The so-called '3% rule' applied to auditor appointment agendas has made it harder for these agendas to pass. Under the Commercial Act, to pass an agenda at a shareholders' meeting, unless otherwise stipulated in the company's articles of incorporation, approval by a majority of the voting rights of shareholders present and at least one-quarter of the total issued shares is required. If the largest shareholder holds more than 25% of shares, passing general agendas such as approval of financial statements is not difficult. However, for auditor appointments, the voting rights of the largest shareholder and related parties are limited to 3% of total shares, so the quorum must be met by the shares of minority shareholders excluding major shareholders.


The problem is the low participation rate of KOSDAQ company shareholders in shareholders' meetings. A KOSDAQ Association official explained, "Many investors in KOSDAQ companies are short-term traders, and the average holding period of shares is about three months, so not many people try to exercise voting rights directly at shareholders' meetings. Also, if shares are sold after the shareholder registry closes at the end of December, the shareholder holding voting rights at the registry closing may no longer be a shareholder by the time the shareholders' meeting is held."


Since the abolition of the proxy voting system called 'shadow voting' at the end of 2017, securing voting rights has become even more difficult. In 2018, 51 KOSDAQ companies failed to pass auditor appointment agendas at shareholders' meetings, and the number increased to 125 last year.

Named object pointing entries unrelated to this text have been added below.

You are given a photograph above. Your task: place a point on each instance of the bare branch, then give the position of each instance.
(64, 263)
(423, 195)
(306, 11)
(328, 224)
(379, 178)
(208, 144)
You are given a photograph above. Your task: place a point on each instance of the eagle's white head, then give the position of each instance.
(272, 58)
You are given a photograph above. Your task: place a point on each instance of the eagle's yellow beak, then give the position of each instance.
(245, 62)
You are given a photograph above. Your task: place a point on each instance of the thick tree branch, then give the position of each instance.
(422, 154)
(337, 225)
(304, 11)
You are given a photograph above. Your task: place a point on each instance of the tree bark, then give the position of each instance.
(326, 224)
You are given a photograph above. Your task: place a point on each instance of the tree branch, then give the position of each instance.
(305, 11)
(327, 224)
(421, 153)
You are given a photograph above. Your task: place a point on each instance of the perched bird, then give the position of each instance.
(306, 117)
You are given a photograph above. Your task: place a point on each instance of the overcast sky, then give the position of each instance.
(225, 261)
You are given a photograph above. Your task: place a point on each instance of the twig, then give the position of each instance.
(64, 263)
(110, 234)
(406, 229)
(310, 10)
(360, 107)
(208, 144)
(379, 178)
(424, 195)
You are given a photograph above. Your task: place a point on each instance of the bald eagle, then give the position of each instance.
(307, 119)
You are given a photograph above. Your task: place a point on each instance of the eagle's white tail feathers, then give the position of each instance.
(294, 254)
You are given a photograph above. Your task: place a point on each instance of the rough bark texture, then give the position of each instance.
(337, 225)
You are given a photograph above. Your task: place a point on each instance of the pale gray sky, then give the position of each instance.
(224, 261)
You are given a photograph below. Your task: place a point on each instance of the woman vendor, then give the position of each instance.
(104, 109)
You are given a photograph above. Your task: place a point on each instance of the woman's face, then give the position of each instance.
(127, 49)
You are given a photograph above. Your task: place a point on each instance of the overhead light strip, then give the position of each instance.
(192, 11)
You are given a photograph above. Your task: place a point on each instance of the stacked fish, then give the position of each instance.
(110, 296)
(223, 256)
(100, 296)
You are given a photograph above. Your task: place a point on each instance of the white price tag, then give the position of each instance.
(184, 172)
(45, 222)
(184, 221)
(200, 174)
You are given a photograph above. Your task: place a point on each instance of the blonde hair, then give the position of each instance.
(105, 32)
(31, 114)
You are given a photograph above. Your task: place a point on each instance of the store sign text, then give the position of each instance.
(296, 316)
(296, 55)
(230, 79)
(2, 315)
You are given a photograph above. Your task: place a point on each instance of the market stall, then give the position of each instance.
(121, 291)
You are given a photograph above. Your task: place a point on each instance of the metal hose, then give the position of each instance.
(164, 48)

Although more companies have introduced electronic voting systems or commissioned professional vote collection agencies, the costs are burdensome. According to the financial investment industry, securing 1% of shares through a collection agency costs about 5 million to 10 million KRW. Securing 10% of shares could cost up to 100 million KRW.


This year's shareholders' meetings are also likely to face issues with the appointment of new outside directors whose terms have expired. This is due to the amendment of the Enforcement Decree of the Commercial Act, which sets the maximum term of outside directors at six years (nine years including affiliates). According to the Korea Listed Companies Association, 566 listed companies need to appoint new outside directors at this year's shareholders' meetings, totaling 718 outside directors. Among them, mid-sized and small companies account for 494 companies (87.3%) and 615 directors (85.7%), respectively.



The Korea Exchange warned that if a listed company fails to meet the required ratio of outside directors stipulated by the Commercial Act, it may be designated as a management item or face delisting, urging caution.


This content was produced with the assistance of AI translation services.